It can be hard to tell a great goalkeeper from a good one.

Part of that is because the career trajectory for a top level stopper tends to be very different from their outfield counterparts. For example, it’s widely accepted that a regular player will hit peak form somewhere in their mid-to-late twenties. For a ‘keeper, however, many don’t produce their best until they’re past the big three-oh.

Often, that means that the best goalkeepers at an early age don’t always end up being the best options once they mature, and vice versa. Historically, anyway.

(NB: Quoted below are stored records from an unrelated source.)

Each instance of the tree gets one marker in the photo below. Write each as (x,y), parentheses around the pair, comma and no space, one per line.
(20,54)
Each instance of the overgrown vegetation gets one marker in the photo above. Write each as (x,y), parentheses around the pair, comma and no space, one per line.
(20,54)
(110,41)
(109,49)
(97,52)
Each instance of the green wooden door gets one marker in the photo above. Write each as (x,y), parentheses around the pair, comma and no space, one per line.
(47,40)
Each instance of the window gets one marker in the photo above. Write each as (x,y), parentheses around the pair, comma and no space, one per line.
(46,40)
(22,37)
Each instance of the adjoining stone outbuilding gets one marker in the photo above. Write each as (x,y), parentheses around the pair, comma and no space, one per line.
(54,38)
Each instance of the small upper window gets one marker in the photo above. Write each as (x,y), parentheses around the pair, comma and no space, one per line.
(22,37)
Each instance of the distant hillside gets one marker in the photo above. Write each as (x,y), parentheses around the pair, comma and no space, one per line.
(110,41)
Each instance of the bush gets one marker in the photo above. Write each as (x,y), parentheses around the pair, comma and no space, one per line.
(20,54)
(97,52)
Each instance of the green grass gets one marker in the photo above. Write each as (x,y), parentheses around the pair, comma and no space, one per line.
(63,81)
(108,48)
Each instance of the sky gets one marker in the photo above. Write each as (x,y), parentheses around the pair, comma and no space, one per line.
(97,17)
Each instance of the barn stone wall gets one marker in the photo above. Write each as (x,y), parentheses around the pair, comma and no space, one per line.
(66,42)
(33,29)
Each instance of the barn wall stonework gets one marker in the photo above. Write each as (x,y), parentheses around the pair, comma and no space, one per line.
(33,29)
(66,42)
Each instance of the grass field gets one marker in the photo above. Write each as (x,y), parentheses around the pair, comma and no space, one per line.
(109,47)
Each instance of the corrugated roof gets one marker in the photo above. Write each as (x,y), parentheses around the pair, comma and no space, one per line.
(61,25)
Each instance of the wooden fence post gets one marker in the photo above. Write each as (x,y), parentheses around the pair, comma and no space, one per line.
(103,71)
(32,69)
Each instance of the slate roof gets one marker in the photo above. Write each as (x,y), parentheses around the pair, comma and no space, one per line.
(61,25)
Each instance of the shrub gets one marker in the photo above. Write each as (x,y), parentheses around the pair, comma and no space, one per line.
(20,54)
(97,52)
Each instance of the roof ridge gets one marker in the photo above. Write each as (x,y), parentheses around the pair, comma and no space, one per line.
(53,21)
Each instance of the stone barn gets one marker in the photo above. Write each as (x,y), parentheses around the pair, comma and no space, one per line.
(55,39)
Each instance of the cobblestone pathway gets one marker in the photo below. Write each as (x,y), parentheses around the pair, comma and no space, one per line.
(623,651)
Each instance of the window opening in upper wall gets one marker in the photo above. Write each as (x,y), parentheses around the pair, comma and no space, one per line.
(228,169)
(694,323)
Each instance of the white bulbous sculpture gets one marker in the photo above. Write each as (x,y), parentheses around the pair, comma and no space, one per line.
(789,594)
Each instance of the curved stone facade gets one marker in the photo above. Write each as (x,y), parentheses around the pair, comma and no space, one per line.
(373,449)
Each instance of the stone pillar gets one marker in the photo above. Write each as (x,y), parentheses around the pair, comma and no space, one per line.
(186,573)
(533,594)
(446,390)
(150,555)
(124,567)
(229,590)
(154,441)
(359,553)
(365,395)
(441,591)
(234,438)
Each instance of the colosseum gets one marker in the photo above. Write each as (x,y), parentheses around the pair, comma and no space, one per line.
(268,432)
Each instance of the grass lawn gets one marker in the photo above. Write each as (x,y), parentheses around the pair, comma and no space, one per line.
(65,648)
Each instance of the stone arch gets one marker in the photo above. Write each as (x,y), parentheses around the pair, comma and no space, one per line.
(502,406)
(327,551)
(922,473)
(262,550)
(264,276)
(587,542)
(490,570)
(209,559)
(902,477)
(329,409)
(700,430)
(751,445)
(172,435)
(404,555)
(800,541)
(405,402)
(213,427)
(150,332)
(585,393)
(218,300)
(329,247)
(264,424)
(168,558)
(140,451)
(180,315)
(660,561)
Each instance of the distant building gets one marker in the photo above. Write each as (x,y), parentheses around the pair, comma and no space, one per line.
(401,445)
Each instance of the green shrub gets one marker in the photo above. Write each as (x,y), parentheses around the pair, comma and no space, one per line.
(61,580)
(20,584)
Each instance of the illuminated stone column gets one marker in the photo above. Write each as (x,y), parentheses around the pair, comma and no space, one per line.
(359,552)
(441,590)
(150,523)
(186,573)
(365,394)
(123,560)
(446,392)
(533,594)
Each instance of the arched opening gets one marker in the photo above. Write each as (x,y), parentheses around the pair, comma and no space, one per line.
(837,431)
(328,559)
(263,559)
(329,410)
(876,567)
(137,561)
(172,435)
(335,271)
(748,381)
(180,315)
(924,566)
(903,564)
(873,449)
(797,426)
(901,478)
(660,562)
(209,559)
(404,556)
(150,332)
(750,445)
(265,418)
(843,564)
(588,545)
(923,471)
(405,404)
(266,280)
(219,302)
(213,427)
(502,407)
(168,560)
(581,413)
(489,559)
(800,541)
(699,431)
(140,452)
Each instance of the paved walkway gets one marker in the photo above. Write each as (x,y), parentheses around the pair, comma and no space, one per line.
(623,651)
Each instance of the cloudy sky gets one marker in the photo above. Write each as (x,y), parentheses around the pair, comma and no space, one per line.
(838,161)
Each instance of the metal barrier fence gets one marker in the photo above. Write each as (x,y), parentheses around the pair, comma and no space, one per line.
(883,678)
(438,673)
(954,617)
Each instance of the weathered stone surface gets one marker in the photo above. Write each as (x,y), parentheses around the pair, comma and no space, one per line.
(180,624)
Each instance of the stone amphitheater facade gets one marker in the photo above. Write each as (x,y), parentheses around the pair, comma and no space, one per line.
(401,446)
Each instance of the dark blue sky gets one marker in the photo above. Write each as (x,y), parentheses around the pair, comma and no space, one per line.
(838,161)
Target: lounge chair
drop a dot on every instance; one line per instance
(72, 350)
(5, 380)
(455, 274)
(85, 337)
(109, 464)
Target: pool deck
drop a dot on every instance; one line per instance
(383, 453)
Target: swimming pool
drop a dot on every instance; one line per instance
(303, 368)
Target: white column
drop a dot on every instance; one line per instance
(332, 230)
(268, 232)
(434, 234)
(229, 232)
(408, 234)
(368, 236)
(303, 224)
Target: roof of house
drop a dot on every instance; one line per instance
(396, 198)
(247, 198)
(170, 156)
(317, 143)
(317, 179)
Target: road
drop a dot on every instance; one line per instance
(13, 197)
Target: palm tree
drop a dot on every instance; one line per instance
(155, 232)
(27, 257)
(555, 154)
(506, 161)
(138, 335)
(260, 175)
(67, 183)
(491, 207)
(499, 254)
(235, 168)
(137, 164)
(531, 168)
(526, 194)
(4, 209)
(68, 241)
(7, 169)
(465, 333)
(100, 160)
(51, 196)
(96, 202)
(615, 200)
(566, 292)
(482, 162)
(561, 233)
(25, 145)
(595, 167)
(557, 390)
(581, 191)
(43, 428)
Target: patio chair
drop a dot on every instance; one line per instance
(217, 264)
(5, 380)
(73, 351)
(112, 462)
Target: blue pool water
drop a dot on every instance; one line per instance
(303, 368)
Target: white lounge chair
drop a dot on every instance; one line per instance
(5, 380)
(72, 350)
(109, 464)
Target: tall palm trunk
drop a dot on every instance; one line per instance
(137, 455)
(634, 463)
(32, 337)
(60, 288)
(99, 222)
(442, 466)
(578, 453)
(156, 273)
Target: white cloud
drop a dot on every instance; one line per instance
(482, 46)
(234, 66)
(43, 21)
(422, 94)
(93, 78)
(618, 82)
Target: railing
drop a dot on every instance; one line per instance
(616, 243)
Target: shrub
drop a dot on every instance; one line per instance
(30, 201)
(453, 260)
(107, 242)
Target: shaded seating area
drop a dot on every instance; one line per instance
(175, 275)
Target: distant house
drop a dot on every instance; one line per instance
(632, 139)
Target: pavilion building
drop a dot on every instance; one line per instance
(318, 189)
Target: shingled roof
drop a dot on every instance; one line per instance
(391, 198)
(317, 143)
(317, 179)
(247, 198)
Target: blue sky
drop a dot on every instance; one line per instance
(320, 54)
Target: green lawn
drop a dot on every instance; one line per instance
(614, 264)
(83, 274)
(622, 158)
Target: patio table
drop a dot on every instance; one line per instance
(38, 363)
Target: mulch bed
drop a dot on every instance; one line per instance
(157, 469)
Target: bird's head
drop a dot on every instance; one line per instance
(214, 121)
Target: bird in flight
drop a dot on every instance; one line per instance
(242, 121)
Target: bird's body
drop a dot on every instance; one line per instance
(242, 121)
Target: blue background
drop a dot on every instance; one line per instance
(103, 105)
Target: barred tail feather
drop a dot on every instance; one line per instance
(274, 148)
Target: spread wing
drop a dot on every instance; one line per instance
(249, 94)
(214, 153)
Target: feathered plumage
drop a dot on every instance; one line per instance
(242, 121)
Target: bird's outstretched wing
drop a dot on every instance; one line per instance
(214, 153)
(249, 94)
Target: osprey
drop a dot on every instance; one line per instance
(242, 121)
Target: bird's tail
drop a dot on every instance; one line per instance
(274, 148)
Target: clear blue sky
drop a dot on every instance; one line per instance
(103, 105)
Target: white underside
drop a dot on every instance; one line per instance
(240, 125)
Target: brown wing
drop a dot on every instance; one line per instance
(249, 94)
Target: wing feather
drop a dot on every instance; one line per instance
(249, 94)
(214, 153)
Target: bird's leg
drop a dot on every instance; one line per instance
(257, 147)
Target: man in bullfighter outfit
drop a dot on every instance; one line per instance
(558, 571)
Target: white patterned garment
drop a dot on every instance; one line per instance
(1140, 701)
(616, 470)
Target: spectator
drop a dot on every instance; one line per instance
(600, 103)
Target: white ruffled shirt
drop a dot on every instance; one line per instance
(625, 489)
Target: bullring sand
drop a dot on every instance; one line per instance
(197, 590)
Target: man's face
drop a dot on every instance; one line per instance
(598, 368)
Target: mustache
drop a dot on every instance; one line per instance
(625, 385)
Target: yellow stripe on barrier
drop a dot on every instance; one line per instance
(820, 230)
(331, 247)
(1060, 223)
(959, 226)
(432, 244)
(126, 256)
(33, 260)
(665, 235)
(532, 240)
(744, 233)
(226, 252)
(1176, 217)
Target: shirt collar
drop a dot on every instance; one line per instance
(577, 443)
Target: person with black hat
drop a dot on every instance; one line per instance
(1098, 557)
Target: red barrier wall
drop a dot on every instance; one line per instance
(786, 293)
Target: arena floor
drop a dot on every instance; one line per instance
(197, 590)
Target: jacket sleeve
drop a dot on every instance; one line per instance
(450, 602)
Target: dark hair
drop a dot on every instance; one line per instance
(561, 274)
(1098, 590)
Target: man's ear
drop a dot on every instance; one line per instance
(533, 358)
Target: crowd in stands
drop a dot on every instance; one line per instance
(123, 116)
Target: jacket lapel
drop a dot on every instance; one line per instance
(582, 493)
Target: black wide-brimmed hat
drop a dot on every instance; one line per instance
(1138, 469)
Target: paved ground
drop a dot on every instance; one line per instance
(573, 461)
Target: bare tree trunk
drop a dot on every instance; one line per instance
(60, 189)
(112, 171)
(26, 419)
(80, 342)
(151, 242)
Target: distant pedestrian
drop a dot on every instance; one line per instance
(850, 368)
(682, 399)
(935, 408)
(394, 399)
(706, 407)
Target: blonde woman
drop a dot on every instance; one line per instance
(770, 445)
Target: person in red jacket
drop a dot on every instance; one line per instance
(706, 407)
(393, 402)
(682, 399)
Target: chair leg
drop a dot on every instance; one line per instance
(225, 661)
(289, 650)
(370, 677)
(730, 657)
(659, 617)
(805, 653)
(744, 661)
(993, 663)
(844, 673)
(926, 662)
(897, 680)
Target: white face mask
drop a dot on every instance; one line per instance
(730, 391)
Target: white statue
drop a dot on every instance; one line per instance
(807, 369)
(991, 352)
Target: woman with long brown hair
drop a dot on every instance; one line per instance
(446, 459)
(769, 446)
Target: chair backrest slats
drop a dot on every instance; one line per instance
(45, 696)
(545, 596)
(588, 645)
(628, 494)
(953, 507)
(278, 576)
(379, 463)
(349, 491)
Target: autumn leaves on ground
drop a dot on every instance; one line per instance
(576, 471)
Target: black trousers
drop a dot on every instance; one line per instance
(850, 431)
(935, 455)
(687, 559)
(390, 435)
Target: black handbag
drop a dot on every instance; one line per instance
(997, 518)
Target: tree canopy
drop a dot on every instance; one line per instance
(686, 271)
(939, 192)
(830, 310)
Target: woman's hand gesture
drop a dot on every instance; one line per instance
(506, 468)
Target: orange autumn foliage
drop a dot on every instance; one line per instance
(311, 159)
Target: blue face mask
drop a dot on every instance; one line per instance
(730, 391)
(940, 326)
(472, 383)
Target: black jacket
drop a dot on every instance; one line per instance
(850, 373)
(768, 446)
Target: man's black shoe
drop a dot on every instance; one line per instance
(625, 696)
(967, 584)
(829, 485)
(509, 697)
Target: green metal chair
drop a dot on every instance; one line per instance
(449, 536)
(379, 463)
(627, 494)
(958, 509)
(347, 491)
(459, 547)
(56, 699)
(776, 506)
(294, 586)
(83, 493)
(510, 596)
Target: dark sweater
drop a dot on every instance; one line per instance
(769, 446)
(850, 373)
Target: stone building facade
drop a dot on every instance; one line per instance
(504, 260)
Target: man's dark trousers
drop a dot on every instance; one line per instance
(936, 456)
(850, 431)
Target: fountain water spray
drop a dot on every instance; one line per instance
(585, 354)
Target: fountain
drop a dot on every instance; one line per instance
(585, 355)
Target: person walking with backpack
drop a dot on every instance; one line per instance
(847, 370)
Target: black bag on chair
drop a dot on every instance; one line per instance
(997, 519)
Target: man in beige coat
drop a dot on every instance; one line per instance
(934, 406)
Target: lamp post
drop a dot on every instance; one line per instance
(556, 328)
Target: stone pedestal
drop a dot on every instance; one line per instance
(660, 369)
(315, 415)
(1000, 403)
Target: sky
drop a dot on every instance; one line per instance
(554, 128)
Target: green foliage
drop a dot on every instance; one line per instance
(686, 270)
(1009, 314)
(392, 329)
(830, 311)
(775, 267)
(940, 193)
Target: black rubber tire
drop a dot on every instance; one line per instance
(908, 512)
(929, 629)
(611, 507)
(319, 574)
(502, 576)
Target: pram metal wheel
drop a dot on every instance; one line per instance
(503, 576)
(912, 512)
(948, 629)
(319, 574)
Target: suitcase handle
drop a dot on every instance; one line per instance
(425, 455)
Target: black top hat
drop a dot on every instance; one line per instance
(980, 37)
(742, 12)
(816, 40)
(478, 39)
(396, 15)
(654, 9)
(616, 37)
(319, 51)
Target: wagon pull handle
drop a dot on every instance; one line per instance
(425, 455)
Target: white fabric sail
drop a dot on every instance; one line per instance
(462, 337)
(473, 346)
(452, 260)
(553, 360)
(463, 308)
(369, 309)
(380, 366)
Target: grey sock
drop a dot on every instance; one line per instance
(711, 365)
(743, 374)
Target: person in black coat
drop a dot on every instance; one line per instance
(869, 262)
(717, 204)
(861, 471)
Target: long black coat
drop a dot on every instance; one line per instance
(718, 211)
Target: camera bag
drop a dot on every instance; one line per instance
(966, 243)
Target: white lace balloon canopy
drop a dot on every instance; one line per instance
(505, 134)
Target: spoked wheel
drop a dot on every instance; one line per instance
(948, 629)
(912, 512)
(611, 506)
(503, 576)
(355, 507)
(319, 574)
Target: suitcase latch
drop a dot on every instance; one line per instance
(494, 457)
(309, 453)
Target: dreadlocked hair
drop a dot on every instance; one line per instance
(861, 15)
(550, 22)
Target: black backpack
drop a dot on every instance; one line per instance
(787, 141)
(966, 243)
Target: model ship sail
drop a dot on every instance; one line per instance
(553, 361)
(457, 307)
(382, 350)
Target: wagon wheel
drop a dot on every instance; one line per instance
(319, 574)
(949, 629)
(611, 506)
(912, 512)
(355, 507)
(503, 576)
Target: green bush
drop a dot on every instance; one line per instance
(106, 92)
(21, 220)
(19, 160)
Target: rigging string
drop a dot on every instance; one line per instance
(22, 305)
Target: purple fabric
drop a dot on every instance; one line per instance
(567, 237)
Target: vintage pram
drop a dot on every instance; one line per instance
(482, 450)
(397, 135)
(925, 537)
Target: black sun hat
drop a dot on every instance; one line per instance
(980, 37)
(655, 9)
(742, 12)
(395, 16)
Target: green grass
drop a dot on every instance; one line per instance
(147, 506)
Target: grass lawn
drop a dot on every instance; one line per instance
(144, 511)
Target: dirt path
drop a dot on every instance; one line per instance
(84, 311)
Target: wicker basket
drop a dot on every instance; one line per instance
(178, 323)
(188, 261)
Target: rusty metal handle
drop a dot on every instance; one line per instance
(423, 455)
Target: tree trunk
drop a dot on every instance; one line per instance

Petr Cech has been – undoubtedly – a world class ‘keeper, but the operative part there is “has been”. It struck me on this week’s podcast that when we signed him from Chelsea, our joy was almost as much around having deprived a rival as it was around having gained a great player.

Don’t get me wrong, I’m all for enjoying getting one over the West London upstarts. I just thought it was telling that Cech – a man idolised by the Stamford Bridge faithful – was allowed to go to clear the way for Thibaut Courtois. And by Jose Mourinho no less.

Attention has turned to a younger generation

Consistency is usually the number one yardstick by which to measure a ‘keeper. Take David James. He was a fantastic goalkeeper who could – on his day – be the best in the country if not the world. The trouble was that he made too many mistakes. He simply wasn’t reliable.

Clubs typically look to more experienced keepers for precisely this reason. Their reading of the game, and therefore room for misjudgement, tends to come with age. However, there’s been something of a change in recent years.

Both Manchester United and Chelsea are among the clubs to have eschewed older, more experienced stoppers who – in the short term at least – would provide them with significantly greater consistency. They have done so, accepting the initial cost, to allow younger and ultimately more talented goalkeepers to settle at a much earlier age than usual.

When David de Gea arrived in England, he made rick after mistake after howler. £18.9m? A quality bit of journalism in the Daily Express wrote him off after just two games! Yet United stuck with him, and he has rewarded them by turning in performances which have earned him their player of the season award for the last three seasons on the bounce.

Chelsea have also stuck by Courtois, to the point where they were prepared to discard their most successful ‘keeper ever, in order to hold onto the Belgian. For both clubs, the youth policy is now paying dividends. They have on their books a world class ‘keeper who still has a good decade at the top level ahead of them. The dream scenario.

Meanwhile, Arsenal shipped off their own young and inconsistent stopper to play in Italy.

To say I was disappointed is an understatement.

How to waste a great goalkeeper

Now let’s be clear. I was, and still am, glad we signed the big Czech. However, I’ve been disappointed in how we’ve used his value.

Even before Cech joined us, the signs were there that he wasn’t going to be one of those evergreen performers. He was a fantastic solution for a year or two, three at most, but then we would need to look to the future. To Wojciech Szcesney.

To my mind, we signed Cech as more than just a first team player.

I wrote back then of my hopes that he was to be a role model, an exemplary professional, to guide the career of Wojciech Szczesny. The Pole was the obvious choice to succeed Cech when he came to hang up his boots. Indeed, I assumed Szczesny would be briefly displaced, but following a glorious twilight of Cech’s career, the younger man would return to between the Emirates sticks.

Our Pole in goal has a fantastic array of skills; it was his off-field behaviours and concentration lapses against lesser sides that were threatening to derail a promising career. Playing understudy to one of the game’s greatest professionals could only be a positive thing in correcting that. Except we didn’t let him.

Taking matters into giant hands

Luckily it looks like Szczesny hasn’t let that stop him.

Since we allowed him to leave, he has been able to get more game time and more experience on the continent. He is now showing at Roma that with a little application and a maturity, he can be the main man for a top European club. He has fought off competition from a new goalkeeper signed for €7.5m, and made the number one shirt his own. And he’s still only 26. As Lee wrote a few weeks ago, if he wasn’t already an Arsenal player, we’d be screaming at Wenger to sign him. (Incidentally, that’s a great read – it still rings true a month on, and was written before the Chelsea catalyst.)

I know many didn’t agree with me at the time, but I would have rather not have signed Cech than lose Szczesny altogether. And now, as Cech continues to slide down the mountain of form, Szczesny is still ascending the other side.

Many Arsenal fans are – understandably – negative towards the Pole, remembering the high profile errors. For me, I remember the boy who saved a Dirk Kuyt penalty and a string of fine saves in a 2-1 victory over Liverpool. The boy who saved a penalty in the crucial Champions League qualifier against Udinese. The boy who floored Gareth Bale in the process of collecting a high ball in the North London Derby. And then winked.

He’s a world class keeper, he’s also a character, and he’s finally matured from a boy into a man, just at the right time.

And Arsenal need a man like Wojciech Szczesny.